Leos nodded. “It was there, and then it was gone. It could have been a waking dream, but I doubt it. It’s never happened before. I don’t have that good an imagination.”
Agris made a sound like a lizard being crushed under a heavy stone, which Leos supposed might have been a laugh. His partner heaved on the sledge, dragging it across the glass and leaving a trail of scratches in its wake. The grating noise had been a constant companion through their trek, though as usual Agris seemed oblivious.
Artemis rapped his staff on the ground thoughtfully as he walked. “The people here, the ones living in this place when the Sea was formed, they were small.

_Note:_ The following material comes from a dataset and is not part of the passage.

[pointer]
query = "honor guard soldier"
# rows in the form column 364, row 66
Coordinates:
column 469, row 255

Like us, but child-sized. Another type of human. Sounds like you saw the ghost of one, perhaps.”
Leos sighed. “So I’m either seeing things, or being haunted. Just when I thought I couldn’t hate this place more.”
“Now now, young Leos. These are the tales you’ll tell your grandchildren, when you are my age!” Artemis pulled a compass from within his robes and studied it for a moment. “We are slightly off track. This way, my lads!”
Leos adjusted his eye-shields, then trudged after him. “Not much chance of grandkids if I end up rotting my life away in a debtor’s prison,” he grumbled. “We nearly there yet?”
As afternoon began to fade into evening, something took shape on the horizon. Four tall, upright structures that all seemed to be the same height. Towers, Leos thought. Four tall towers, marking the corners of a square. An old fortress, the walls gone. He slapped Artemis on the shoulder, rather harder than he should have considering the age of the man, though it seemed not to bother him.
The old man smiled. “And?”
Leos pointed. “Is that where we’re heading? Please tell me yes; I’m sick of this Sea and the nothingness in it. And having to wear these bloody eye-shields all day.”
Agris sighed happily. “This place isn’t so bad, Leos. So much space makes a man think, think. There’s so much to see in the world. Would it be so bad if we never, never went back?”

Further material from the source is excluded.